During the event, Brig. Gen. Carl A. Alex, 10th Mountain Division (LI) deputy commanding general of support, and Col. Gary A. Rosenberg, Fort Drum garrison commander, unveiled a plaque memorializing Jones's service that will be affixed to the Maj. Gen. Lloyd E. Jones Range Operations Center.

Jones, who was born in 1889, enlisted in the Army shortly after graduating from the University of Missouri in 1911.

His service included a position as a professor of military science and tactics at the University of Montana; an assignment in the Philippines as a military instructor during World War I; a command in 76th Field Artillery; the position of chief of field artillery in Washington, D.C.; during World War II, the commands of the Occupational Forces of Amchitka and Aleutians Islands, Alaska, and as the first commanding general of the 10th Mountain Division at Camp Hale, Colo., in 1943.

The 10th Mountain Division was constituted without any Army doctrine on mountain training. Jones began the legacy of mountain readiness by sending Soldiers to Elkin, W.Va., to return as rock climbing instructors, who became a part of the Mountain Training Group. The division also trained at Camp Swift, Texas, where Soldiers built their endurance by marching 25 miles in eight hours every week.

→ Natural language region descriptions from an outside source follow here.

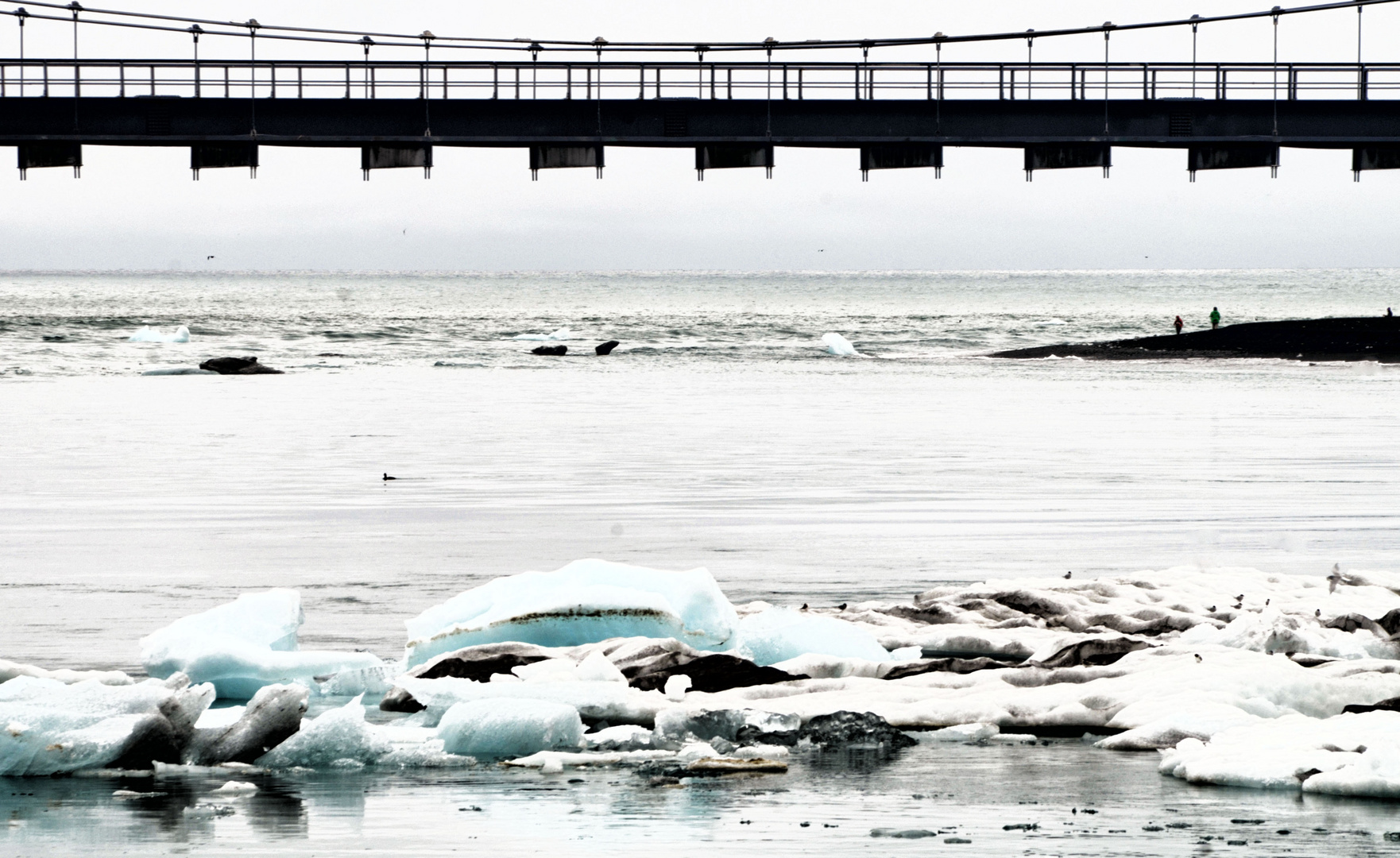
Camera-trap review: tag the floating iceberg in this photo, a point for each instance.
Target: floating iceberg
(154, 334)
(563, 334)
(1346, 755)
(244, 646)
(339, 738)
(48, 727)
(582, 602)
(839, 346)
(510, 729)
(779, 634)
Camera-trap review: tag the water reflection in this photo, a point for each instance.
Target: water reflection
(1056, 798)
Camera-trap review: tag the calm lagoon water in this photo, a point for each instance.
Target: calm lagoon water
(718, 435)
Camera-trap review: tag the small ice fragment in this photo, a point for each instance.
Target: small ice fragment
(964, 732)
(563, 334)
(238, 788)
(839, 346)
(906, 654)
(510, 729)
(676, 687)
(153, 334)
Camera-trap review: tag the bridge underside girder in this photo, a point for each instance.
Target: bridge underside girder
(341, 122)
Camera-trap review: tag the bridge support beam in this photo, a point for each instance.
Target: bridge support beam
(729, 156)
(1069, 156)
(902, 156)
(389, 157)
(1236, 156)
(1374, 157)
(48, 153)
(564, 157)
(207, 156)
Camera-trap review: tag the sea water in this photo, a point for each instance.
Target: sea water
(720, 435)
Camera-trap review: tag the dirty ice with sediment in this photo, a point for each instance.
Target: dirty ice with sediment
(802, 558)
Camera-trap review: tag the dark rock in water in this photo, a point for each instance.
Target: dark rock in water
(238, 365)
(1385, 705)
(931, 613)
(1094, 651)
(903, 833)
(1390, 622)
(709, 674)
(942, 665)
(1346, 339)
(270, 718)
(476, 663)
(845, 729)
(163, 735)
(1354, 622)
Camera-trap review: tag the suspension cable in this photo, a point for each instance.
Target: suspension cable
(347, 37)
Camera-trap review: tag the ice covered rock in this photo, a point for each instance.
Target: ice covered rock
(510, 729)
(478, 663)
(269, 720)
(153, 334)
(582, 602)
(625, 736)
(710, 672)
(964, 732)
(737, 727)
(594, 668)
(244, 646)
(612, 701)
(839, 346)
(1273, 630)
(332, 740)
(108, 678)
(779, 634)
(839, 729)
(48, 727)
(1346, 755)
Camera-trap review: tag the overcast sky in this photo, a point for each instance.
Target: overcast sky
(310, 209)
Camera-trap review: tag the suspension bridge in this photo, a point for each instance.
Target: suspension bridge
(566, 102)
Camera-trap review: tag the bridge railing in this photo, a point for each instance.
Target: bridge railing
(777, 82)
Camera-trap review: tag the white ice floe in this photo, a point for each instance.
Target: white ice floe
(1346, 755)
(153, 334)
(510, 729)
(780, 633)
(563, 334)
(962, 732)
(48, 727)
(582, 602)
(556, 760)
(244, 646)
(237, 788)
(336, 736)
(839, 346)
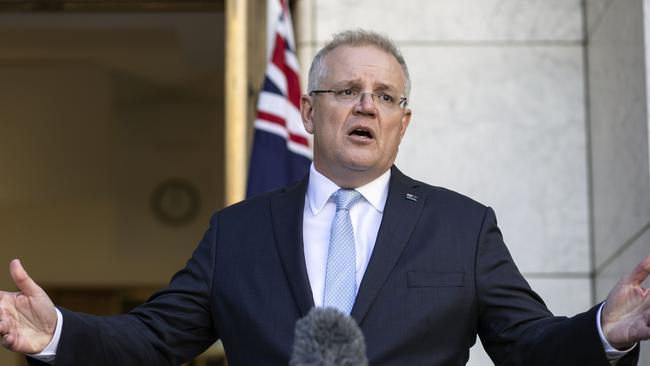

This combination of mountain and light infantry training happened under Jones's command.

James Moore, Fort Drum's range operations safety officer, attended the event.

"It is fitting that they dedicated the building to him," Moore said. "The Range Operations Center manages all training on Fort Drum, and he was all about training."

The Range Operations Center staff coordinates more than 55 live-fire ranges including two indoor small-arms ranges, the O'Brien Readiness Training Center, and all field training exercises conducted on Fort Drum.